Cumpre apreciar e decidir:
II – Fundamentação
4. São essencialmente duas as questões colocadas pelo reclamante na sua reclamação.
Em primeiro lugar, entende o reclamante que o artigo 145.º, n.º 5, do Código de Processo Civil não pode ser interpretado no sentido segundo o qual a falta de pagamento da multa, a que alude o artigo, constitui motivo perentório para que o ato praticado não seja apreciado, sem que o tribunal avalie o motivo pelo qual a multa não foi paga. Sustenta ainda o reclamante que semelhante interpretação seria inconstitucional, por violação do disposto no artigo 20.º da CRP.

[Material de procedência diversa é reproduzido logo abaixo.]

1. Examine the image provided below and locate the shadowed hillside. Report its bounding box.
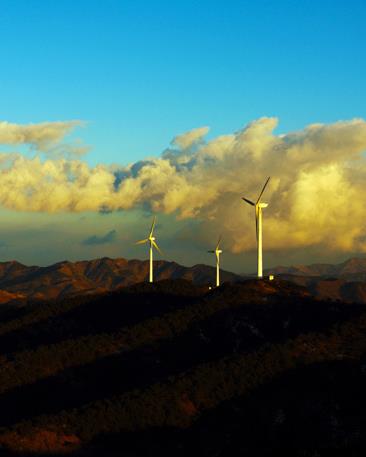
[0,280,366,457]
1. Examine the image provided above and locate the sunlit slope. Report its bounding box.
[0,257,242,301]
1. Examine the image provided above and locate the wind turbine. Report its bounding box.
[242,177,270,278]
[135,216,162,282]
[208,236,222,287]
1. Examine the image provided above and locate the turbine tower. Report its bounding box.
[242,177,270,278]
[208,236,222,287]
[135,216,162,282]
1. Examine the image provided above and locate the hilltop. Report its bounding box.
[0,257,243,303]
[4,257,366,306]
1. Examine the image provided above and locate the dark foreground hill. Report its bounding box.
[0,257,243,304]
[0,280,366,457]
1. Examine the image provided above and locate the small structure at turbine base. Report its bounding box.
[242,177,271,278]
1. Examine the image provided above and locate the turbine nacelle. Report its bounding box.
[242,178,270,278]
[135,216,162,282]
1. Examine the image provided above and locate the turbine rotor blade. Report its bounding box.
[256,176,271,204]
[241,197,255,206]
[151,240,163,254]
[135,238,149,244]
[149,216,156,236]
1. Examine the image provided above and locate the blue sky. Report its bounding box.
[0,0,366,270]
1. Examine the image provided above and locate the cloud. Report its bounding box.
[81,230,117,246]
[172,127,210,149]
[0,117,366,253]
[0,121,83,151]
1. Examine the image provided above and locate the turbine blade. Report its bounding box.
[149,216,156,236]
[135,238,149,244]
[241,197,255,206]
[256,176,271,204]
[152,240,163,254]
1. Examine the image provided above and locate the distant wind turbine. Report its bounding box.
[208,236,222,287]
[135,216,162,282]
[242,177,270,278]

Em segundo lugar, entende-se que os autos devem aguardar a decisão da Segurança Social, quanto ao pedido de benefício de apoio judiciário que foi apresentado pelo reclamante.
Comecemos por analisar a primeira questão.

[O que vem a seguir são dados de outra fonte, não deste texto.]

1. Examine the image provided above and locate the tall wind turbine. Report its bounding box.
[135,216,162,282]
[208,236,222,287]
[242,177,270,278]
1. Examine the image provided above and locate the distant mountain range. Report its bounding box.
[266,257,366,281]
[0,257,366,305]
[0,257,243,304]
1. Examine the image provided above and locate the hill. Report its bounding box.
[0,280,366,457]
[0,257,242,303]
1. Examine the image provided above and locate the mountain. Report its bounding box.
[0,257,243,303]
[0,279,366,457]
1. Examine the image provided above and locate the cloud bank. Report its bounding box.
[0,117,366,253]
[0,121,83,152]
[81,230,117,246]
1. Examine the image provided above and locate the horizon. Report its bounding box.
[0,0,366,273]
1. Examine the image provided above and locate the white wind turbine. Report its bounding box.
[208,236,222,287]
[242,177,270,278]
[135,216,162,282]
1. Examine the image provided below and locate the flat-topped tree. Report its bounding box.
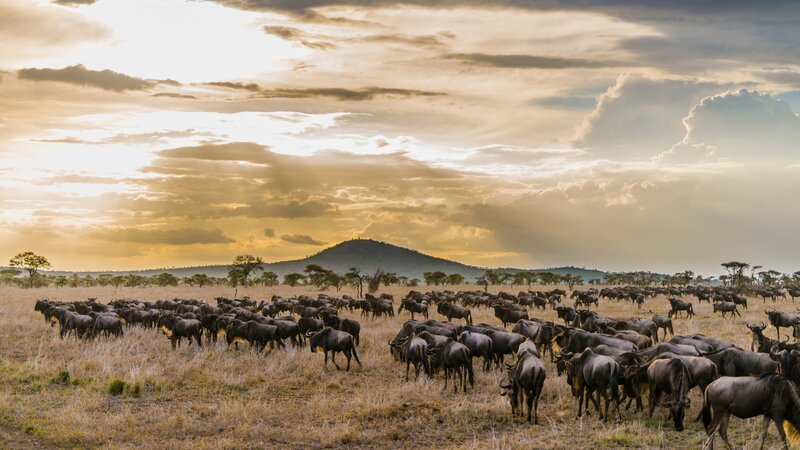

É certo que o n.º 7 do artigo 145.º do CPC consagra a possibilidade de, excecionalmente, o juiz determinar a redução ou a dispensa da multa em casos de manifesta carência económica. Sucede, porém, que o reclamante, para além de nunca ter alegado encontrar-se nessa situação, também não invocou, no momento de apresentação tardia da sua reclamação, a condição de “justo impedimento” a que se refere o artigo 146.º do CPC, e através da qual se confere à parte no processo a possibilidade de justificar o incumprimento dos deveres, que sobre ela impendem, de apresentação atempada de peças ao tribunal.
Sustentar que a imposição legal desses deveres (com cominação de não recebimento em caso de incumprimento) viola o artigo 20.º da CRP – de tal modo que só se mostraria conforme com a Constituição a leitura do disposto no n.º 5 do artigo 145.º do CPC que isentasse a parte do seu cumprimento, cabendo ao tribunal “averiguar a razão por que não fora paga a multa” – é de tal modo infundado que não vale a pena apresentar agora novos argumentos.
Quanto à segunda questão: de acordo com o entendimento generalizado do Tribunal (Acórdão n.º 723/98, que acompanha os Acórdãos n.ºs 17/91 e 458/97), as multas têm caráter sancionatório: são sanções processuais, de natureza pecuniária, impostas à parte que, no decurso do processo, não cumpre adequada e tempestivamente os seus deveres. Assim sendo, o instituto do apoio judiciário não abrange, evidentemente, o seu pagamento.
III – Decisão
Pelos fundamentos expostos, decide-se indeferir a reclamação.
Custas pelo reclamante, fixadas em 20 unidades de conta da taxa de justiça.
Lisboa, 27 de junho de 2013.- Maria Lúcia Amaral – José da Cunha Barbosa – Joaquim de Sousa Ribeiro.